Filmin kimi sahnesinde vahşete de yer veriliyor ve gösterilen kan kadar şefkati hissetmek de oldukça mümkün. Belki bu sebeple çocuklar için çok önerilen bir film değil. Çocuk gözüyle izlememiş olsam da yıllar sonra aklıma gelen ilk şey ne kanlı bir sahne ne de yavru, küçük bir ayının doğada yapayalnız kalışı olacak; aklımda yalnızca insanların, sinirli, büyük ve korkunç ayılardan daha korkunç olabildikleri kalacak.

Son olarak, geçmişten günümüze süregelen samimiyetsizliklerden bir tanesine de güzel bir örnekle yer vermiş L’Ours: Bir köpek sahibi neden avcı olur ki? Aslında bir köpek sahibi pekâlâ bir avcı olabilir. Yalnızca sevimliliğinden referansla insan olmayan bir canlıya “sahip olma” fikrini üretebilen bir düşünce yapısı, ayı postundan şık (!) halılar üretebilir.
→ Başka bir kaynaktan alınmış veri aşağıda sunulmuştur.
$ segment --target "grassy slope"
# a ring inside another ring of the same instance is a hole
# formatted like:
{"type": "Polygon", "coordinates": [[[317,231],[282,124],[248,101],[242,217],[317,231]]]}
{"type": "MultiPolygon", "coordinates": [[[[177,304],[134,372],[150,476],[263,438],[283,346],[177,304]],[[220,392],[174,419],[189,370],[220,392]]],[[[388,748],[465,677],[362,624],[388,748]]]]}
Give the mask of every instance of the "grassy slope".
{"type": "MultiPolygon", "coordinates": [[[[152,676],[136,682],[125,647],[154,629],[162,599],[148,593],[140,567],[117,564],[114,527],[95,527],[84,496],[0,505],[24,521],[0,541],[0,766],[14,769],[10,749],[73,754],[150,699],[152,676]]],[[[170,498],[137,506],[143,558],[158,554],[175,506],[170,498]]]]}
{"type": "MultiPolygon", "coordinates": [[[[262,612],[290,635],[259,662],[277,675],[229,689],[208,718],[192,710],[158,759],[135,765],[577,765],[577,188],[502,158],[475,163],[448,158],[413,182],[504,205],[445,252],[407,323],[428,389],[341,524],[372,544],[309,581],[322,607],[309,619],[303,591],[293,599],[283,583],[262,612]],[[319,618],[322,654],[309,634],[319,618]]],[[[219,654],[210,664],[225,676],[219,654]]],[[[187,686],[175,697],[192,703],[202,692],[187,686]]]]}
Tüm canlılar nefes alır, nefes verir. Ancak bazıları yalnızca nefes aldıkları için canlı değillerdir. Kimisi nefes alan birisi için yaşar, kimisi de birinin nefesini kesmek için. Tutkular, iç güdüler, duygular canlı olmanın hammaddesidir. Özde herkes birdir, çünkü herkes aynı havayı solur.

Bazen bir ayı size unuttuğunuz “insani” yanınızı, merhameti anımsatır; bazen de demiryolları öldürmeyi unutturur.